The material of the film for preventing adhesion of the bonding material is not particularly limited, but it is preferable to use: for example, synthetic resins such as polypropylene (PP), polyethylene terephthalate (PET), polyimide, and teflon (registered trademark). The film preferably includes an adhesive layer, and the material of the adhesive layer is preferably an acrylic resin, a rubber (for example, a rubber containing natural rubber or synthetic rubber as a main component), or a silicone resin.

As the film for preventing adhesion of the bonding material, for example, an adhesive film having a thickness of 20 to 50 μm can be preferably used.

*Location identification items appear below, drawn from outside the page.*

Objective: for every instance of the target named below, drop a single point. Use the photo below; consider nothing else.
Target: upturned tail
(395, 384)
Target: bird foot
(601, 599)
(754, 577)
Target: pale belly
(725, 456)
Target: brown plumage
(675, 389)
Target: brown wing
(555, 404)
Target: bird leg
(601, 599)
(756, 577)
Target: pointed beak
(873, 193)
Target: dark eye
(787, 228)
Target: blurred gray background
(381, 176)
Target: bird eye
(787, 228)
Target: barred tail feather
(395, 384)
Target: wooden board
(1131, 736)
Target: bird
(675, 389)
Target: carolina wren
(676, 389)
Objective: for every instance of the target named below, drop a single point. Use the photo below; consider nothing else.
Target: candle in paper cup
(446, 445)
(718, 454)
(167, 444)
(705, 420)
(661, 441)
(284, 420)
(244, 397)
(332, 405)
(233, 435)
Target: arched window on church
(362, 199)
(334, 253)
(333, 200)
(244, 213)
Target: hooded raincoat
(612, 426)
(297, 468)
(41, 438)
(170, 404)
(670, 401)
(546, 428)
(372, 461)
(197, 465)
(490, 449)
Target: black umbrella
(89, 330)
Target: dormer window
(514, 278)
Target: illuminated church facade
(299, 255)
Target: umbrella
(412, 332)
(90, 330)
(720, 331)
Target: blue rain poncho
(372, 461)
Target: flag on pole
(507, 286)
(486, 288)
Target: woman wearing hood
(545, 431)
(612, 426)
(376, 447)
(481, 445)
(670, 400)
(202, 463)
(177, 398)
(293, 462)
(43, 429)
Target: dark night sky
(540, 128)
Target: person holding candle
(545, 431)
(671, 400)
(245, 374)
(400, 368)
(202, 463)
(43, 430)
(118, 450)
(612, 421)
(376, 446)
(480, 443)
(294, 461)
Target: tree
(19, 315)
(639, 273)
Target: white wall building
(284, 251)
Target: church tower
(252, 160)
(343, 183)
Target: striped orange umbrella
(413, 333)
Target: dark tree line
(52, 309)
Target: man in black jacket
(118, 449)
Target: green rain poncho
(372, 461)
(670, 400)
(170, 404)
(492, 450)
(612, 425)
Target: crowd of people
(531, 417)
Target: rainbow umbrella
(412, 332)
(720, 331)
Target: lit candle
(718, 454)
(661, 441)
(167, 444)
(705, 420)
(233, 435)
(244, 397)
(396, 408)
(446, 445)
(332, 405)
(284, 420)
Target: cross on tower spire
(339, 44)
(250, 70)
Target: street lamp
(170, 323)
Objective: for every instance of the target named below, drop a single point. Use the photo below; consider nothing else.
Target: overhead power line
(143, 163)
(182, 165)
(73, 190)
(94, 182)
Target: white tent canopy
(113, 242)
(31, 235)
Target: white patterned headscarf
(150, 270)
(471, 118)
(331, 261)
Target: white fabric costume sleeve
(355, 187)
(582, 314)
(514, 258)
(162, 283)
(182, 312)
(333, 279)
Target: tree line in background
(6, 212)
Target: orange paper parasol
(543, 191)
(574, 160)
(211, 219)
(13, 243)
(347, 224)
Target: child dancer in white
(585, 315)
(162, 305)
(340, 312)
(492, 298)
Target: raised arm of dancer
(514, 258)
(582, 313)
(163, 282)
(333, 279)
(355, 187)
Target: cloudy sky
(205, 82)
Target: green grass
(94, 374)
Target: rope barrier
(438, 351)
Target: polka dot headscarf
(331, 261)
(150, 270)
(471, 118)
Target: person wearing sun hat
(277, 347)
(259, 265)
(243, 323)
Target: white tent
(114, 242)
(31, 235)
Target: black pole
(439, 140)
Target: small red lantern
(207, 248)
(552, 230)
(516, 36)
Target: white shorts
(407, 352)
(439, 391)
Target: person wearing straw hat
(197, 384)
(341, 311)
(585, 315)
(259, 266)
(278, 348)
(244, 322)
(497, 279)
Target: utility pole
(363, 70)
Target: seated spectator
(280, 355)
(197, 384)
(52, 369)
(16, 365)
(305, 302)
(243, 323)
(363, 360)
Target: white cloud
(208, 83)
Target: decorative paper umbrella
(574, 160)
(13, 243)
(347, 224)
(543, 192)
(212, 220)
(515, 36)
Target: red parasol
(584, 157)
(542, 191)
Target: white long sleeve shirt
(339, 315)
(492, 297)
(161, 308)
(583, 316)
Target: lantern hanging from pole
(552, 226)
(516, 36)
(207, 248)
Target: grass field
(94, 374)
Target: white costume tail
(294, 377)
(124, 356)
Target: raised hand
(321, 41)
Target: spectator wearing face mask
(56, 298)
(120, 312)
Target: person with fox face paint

As the bonding material, for example, a bonding material prepared by mixing ceramic powder, a dispersion medium (e.g., water, etc.), and, if necessary, additives such as a binder, a peptizer, and a foaming resin can be used. The ceramic is preferably a ceramic containing at least 1 selected from the group consisting of cordierite, mullite, zircon, aluminum titanate, silicon carbide, silicon nitride, zirconia, spinel, indian stone, sapphirine, corundum, and titania, and is more preferably the same material as the honeycomb structure. Examples of the binder include polyvinyl alcohol and methyl cellulose.

The honeycomb structure according to the present invention can be used as a heat exchanger, a catalyst carrier, and the like, in addition to a filter.